Jika anda pembaca setia sekolah saham dot com, tentu telah pernah membaca di salah satu artikel bahwa saya berpendapat, menggunakan berita sebagai dasar pembelian saham, sah-sah saja. Tentu ada syaratnya. Saya setuju jika memang sejak awal berita itu dimasukkan sebagai unsur dalam sistem trading. Menggunakan berita dapat diartikan bahwa kita mendasarkan strategi kita terhadap kondisi psikologi pasar.
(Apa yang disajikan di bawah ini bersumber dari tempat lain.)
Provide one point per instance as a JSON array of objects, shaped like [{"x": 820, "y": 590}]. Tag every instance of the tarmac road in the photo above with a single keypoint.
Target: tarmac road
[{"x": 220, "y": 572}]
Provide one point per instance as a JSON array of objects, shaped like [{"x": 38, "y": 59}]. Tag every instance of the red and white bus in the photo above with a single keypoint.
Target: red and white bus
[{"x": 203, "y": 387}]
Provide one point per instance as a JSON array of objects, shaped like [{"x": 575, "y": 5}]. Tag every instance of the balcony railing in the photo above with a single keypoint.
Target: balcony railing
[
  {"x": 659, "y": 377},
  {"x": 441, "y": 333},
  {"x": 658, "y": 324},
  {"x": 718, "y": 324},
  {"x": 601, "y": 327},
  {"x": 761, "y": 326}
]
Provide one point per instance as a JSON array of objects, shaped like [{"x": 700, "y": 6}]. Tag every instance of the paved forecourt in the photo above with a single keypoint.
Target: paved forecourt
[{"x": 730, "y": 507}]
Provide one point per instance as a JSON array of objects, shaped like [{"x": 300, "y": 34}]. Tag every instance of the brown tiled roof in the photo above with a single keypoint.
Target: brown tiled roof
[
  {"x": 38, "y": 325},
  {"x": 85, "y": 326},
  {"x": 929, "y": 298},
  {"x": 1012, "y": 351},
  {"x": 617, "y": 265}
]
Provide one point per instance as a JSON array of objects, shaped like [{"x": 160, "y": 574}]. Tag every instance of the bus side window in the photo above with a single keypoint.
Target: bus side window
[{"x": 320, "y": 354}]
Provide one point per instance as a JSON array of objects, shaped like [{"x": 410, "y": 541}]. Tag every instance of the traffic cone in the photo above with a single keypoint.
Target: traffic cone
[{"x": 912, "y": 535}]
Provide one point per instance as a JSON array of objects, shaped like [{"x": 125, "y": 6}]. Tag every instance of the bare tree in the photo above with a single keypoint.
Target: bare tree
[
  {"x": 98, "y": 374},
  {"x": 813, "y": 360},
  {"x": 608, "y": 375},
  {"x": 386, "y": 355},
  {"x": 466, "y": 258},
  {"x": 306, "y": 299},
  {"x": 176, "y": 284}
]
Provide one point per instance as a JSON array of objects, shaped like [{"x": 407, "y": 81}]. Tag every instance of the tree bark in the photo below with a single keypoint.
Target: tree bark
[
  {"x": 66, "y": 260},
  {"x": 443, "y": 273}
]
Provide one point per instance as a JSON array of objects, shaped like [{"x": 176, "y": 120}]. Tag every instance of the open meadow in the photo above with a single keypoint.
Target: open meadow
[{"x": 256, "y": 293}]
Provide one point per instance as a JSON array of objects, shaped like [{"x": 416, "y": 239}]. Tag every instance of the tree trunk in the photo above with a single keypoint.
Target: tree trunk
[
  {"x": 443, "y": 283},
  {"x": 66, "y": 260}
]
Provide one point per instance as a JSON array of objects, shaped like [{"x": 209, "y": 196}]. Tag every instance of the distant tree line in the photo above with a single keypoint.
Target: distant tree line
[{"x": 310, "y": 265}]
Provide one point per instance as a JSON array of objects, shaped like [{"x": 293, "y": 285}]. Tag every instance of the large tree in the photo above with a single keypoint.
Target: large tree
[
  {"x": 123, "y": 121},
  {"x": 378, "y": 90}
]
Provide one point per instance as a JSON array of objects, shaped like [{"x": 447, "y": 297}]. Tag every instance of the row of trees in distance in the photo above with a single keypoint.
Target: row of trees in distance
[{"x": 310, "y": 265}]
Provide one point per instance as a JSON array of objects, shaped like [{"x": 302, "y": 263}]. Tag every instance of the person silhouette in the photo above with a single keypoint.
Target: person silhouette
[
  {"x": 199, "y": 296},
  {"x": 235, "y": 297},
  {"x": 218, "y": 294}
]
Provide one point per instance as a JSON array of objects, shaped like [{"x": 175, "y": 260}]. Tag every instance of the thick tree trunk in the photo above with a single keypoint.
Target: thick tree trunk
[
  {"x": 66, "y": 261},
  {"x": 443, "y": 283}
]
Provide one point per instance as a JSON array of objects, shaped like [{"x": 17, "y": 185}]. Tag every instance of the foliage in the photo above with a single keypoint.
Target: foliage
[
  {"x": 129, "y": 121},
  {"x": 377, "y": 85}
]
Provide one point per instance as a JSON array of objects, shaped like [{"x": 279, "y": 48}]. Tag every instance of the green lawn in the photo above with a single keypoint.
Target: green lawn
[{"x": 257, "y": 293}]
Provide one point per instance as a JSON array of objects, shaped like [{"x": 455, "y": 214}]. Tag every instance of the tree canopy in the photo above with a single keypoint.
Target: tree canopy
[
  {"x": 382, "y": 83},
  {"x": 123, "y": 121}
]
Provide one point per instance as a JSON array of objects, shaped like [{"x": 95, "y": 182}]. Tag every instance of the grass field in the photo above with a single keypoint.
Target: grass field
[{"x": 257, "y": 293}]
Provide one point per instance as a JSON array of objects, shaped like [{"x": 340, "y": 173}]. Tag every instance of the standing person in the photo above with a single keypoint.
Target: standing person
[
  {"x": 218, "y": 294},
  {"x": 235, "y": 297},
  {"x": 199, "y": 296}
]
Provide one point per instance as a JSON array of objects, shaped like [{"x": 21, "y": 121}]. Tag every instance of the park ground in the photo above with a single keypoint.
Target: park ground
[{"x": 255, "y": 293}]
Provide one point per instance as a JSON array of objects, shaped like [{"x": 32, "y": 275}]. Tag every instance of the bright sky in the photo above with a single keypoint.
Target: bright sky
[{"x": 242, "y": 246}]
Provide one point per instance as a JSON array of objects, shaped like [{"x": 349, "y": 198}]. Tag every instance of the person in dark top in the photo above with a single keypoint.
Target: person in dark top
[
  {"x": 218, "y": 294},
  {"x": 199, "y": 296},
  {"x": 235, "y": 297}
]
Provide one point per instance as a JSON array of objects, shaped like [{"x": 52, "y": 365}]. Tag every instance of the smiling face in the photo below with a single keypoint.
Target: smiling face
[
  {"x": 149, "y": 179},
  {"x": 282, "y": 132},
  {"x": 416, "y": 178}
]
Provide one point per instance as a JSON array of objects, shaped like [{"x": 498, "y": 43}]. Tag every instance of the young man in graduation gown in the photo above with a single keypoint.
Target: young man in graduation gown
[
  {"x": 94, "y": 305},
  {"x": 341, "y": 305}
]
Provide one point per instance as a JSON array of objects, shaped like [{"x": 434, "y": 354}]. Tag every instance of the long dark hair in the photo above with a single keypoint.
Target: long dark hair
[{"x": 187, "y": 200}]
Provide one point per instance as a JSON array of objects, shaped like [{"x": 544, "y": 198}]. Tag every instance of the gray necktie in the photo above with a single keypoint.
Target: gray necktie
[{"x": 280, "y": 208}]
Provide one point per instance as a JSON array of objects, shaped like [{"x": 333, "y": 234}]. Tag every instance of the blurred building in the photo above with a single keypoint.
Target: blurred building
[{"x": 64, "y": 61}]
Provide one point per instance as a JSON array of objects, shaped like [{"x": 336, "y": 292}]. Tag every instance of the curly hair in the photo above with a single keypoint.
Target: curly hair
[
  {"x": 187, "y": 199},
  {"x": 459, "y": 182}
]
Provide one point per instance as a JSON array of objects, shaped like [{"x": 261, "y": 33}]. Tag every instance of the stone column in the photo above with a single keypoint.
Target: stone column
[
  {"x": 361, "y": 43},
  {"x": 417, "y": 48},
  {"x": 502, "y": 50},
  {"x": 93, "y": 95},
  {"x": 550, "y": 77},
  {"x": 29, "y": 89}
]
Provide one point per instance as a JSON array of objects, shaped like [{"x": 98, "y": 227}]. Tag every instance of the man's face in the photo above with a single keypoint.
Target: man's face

Jadi, menggunakan berita sebagai dasar strategi trading kita adalah wajar. Tidak ada sesuatu yang salah darinya. Candlestick, salah satu indikator analisis teknikal favorit saya (dan mungkin juga favorit bagi banyak trader di seluruh dunia), merupakan indikator yang membaca kondisi psikologi pasar. Dari psikologi pasar inilah akan ada prediksi apakah harga saham akan naik atau turun. Tidak jauh berbeda dengan berita sebagai indikator trading bukan?

Berita dalam Trading Saham

Namun, banyak orang mengatakan bahwa tidak baik menggunakan berita sebagai dasar untuk melakukan trading. Dikatakan bahwa berita-berita yang beredar sangat diragukan kebenarannya dan malah dapat menyesatkan kita. Tapi harusnya tidak masalah, toh kita menggunakannya untuk membaca psikologi pasar sama seperti bagaimana Candlestick digunakan. Jadi, mengapa sebenarnya berita itu seperti diharamkan sebagai indikator trading saham?

Berdasarkan pengalaman saya, berita dijauhi karena sering digunakan hanya sebagai alat justifikasi hal-hal yang sudah terjadi di bursa saham. Seringnya, ketika harga saham turun karena suatu alasan fundamental. Tak lama kemudian, keluarlah berita yang mengatakan bahwa saham turun karena bla…bla…bla.. – beribu alasan dikeluarkan. Padahal harga sudah turun terlebih dahulu. Berita demikian tentu tidak ada nilainya.

Berita yang seperti itu tidak ada gunanya dijadikan sebagai dasar untuk melakukan transaksi saham. Toh, pasar sudah terlebih dahulu bereaksi terhadap suatu kondisi fundamental yang terjadi. Psikologi pasar telah duluan menerima situasi yang terjadi. Jadi, berita tersebut hanya lah menjadi berita basi yang tidak ada lagi pengaruhnya terhadap psikologi pasar. Nah, alasan inilah yang membuat trading saham berdasarkan berita tidak dianjurkan.